Even with a pastel cloud of candy floss obscuring her face, the woman next to me is familiar. Flecks of sugar get caught in the scattered moles on her chin as she chews.
When the music starts, her body tenses.
‘It looks fast, but they’ll be OK. Is it your granddaughter you’re waiting for?’
I can’t see anyone older than six on the carousel.
‘I watched her get on it. But I never saw her get off.’
My skin prickles as I realise who she is.
‘I - I’m sorry. I saw her in the paper.’
We all did. Years ago. She was the story of the decade - until she wasn’t.
‘She climbed up on that horse, right there. But I never saw her get off.’

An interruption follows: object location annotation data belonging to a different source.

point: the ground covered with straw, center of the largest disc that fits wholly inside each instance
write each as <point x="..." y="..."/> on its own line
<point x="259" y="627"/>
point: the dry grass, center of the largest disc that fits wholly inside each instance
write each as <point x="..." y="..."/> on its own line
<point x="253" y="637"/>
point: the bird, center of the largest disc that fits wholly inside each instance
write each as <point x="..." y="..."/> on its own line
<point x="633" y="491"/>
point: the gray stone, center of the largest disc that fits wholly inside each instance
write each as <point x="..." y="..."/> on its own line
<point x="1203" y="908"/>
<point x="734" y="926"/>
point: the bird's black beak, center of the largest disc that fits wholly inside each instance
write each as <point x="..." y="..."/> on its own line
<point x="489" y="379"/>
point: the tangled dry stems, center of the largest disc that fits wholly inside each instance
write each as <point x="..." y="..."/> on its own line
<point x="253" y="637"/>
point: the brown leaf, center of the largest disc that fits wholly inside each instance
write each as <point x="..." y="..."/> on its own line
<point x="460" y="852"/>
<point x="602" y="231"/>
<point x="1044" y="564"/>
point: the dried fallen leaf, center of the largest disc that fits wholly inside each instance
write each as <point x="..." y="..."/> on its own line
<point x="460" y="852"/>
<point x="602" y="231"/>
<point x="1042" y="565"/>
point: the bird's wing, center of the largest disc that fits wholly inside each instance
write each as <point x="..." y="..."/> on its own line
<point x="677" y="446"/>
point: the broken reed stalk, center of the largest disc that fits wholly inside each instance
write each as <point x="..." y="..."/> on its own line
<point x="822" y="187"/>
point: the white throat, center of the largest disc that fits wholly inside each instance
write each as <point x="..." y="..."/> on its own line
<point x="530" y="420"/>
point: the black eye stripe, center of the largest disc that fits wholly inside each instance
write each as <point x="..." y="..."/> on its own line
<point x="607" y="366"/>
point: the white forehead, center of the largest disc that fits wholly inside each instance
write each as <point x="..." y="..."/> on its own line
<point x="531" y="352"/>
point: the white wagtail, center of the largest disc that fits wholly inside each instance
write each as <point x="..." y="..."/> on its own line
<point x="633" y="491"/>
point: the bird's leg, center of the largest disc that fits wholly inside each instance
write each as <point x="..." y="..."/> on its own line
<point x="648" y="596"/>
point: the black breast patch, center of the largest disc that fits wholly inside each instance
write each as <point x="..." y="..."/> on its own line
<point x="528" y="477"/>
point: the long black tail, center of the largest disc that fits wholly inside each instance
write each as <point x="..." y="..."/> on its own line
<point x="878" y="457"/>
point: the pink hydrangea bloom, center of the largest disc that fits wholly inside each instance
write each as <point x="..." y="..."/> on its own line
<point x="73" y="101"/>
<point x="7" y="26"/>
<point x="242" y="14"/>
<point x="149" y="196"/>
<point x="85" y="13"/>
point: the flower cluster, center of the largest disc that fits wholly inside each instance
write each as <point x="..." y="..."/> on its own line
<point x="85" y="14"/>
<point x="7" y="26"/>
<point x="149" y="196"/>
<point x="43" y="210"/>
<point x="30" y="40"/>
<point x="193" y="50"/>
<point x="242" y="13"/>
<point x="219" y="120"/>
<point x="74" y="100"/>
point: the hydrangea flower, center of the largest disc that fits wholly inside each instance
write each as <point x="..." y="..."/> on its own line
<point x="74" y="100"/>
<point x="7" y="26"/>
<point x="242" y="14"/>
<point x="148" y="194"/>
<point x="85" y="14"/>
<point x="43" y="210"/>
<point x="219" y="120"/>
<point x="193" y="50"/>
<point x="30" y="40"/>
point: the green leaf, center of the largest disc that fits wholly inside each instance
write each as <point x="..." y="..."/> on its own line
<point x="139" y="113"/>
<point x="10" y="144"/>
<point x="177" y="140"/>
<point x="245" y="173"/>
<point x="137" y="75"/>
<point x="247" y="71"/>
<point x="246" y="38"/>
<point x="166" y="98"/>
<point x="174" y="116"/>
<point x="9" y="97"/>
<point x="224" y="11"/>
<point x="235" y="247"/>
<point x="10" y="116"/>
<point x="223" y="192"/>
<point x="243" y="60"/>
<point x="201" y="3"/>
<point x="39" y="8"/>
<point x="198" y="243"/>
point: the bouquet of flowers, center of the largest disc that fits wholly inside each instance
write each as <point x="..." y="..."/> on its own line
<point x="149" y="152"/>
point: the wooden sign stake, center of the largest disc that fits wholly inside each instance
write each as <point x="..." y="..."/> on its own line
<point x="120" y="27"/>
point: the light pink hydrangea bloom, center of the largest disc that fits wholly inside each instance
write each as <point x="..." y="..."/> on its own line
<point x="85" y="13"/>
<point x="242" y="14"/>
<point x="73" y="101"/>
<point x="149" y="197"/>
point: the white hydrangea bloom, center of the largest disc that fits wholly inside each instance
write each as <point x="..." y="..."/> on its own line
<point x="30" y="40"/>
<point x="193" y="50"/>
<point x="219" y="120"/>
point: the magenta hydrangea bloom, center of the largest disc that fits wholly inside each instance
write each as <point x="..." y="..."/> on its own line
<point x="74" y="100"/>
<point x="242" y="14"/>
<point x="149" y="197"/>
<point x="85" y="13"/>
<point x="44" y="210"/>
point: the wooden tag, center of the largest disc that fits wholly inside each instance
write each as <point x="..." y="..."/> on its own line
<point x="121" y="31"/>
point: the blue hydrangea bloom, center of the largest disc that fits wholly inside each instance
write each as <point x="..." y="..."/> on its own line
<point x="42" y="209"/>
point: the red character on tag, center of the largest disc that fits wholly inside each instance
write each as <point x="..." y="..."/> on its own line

The girl with the chestnut hair and moon-blue eyes beamed out from posters and milk cartons for years. Ubiquitous. Then she faded into background news, for everyone but this woman.
‘Today’s her birthday’.
‘Do you come back every year?’
She turns to me, chewing the now barren wooden stick between yellowed teeth.
‘I come back every day.’
She tosses the stick to the floor.
‘We’d argued, you know.’
I knew. I’d read every word of the interviews as a teen. Our nation became armchair detectives. Until we remembered our chores, our lives.
‘I only put her on to give me five minutes’ peace. You know how children are.’
I think of tantrums, untidy bedrooms and refused meals. As the carousel slows to a stop, I watch the exit gate like a hawk.
My daughter bounds over.
‘Mom! Can I ride again?’
I embrace her, tight.
‘Of course! I’ll go with you.’
I turn to the woman, inadequate.
‘It was nice to meet you.’
I squash my daughter onto my stomach as though I can envelop her back into the safety of my womb. I marvel at the miracle of her hair, feel her warm tummy rising under my hands, inhale her laughter. We pass the woman on the bench over and over, until the last time, when the carousel starts to slow, when I look over and she is gone.